THE LIVES OF A FLANEUR
In the spring of 1997, I flew from Chicago, where I was living, to Sarajevo, where I was born. This was my first return to Sarajevo since the war in Bosnia and Herzegovina had ended a year and a half before. I’d left a few months before the siege of the city started. I had no family there (my parents and my sister now lived in Canada), except for teta-Jozefina, whom I thought of as my grandmother. When my parents had moved to Sarajevo after graduating from college in 1963, they’d rented a room in the apartment of Jozefina and her husband, Martin, in the part of town called Marin dvor. In that rented room I was conceived, and it was where I lived for the first two years of my life. Teta-Jozefina and čika-Martin, who had two teenage children at the time, treated me as their own grandchild — to this day, my mother believes that they spoiled me for life. For a couple of years after we’d moved out to a different part of Sarajevo, I had to be taken back to Marin dvor to visit them every single day. And until the war shattered our common life, we spent each Christmas at teta-Jozefina and čika-Martin’s. Every year, we followed the same rituaclass="underline" the same elaborately caloric dishes crowding the big table, the same tongue-burning Herzegovinian wine, the same people telling the same jokes and stories, including the one featuring the toddler version of me running up and down the hallway butt-naked before my nightly bath.

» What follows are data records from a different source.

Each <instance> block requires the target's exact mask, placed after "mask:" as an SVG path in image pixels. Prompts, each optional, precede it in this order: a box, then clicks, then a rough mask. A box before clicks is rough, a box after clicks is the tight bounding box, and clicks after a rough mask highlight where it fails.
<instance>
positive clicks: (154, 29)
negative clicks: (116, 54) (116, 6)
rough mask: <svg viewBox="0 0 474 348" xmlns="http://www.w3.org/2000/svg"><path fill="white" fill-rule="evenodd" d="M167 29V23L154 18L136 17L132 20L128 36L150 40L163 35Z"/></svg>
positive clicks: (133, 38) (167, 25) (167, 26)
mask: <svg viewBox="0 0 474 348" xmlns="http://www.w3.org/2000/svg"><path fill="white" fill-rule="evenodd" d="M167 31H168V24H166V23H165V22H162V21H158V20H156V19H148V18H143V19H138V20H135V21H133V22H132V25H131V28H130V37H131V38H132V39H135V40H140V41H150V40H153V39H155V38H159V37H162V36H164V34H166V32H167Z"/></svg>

Čika-Martin died of a stroke toward the end of the siege, so in 1997 teta-Jozefina was living alone. I stayed with her upon my return, in the room (and, possibly, the very bed) where I’d commenced my exhaustingly messy existence. Its walls were pockmarked by shrapnel and bullets — the apartment had been directly in the sight line of a Serb sniper across the river. Teta-Jozefina was a devout Catholic, but she somehow managed to believe in essential human goodness, despite all the abundant evidence to the contrary surrounding her. She felt that the sniper was essentially a good man because during the siege, she said, he had often shot over her and her husband’s heads to warn them that he was watching and that they shouldn’t move so carelessly in their own apartment.
In my first few days back in Sarajevo, I did little but listen to teta-Jozefina’s harrowing and humbling stories of the siege, including a detailed rendition of her husband’s death (where he had sat, what he had said, how he had slumped), and wander around the city. I was trying to reconcile the new Sarajevo with the 1992 version I’d left for America. It wasn’t easy for me to comprehend how the siege had transformed the city, because the transformation wasn’t as simple as one thing becoming another. Everything was fantastically different from what I’d known and everything was fantastically the same as before. Our old room (and, possibly, bed) was the same; the buildings stood in the same places; the bridges crossed the river at the same points; the streets followed the same obscure yet familiar logic; the layout of the city was unaltered. But the room had been marred by siege scars; the buildings had been mutilated by shells and shrapnel showers, or reduced to crumbling walls; the river had been the front line, so some of the bridges were destroyed and much in their vicinity was leveled; the streets were fractured by mortar-shell marks — lines radiating from a little crater at the point of impact — which an art group had filled out with red paint and which the people of Sarajevo now, incredibly, called “roses.”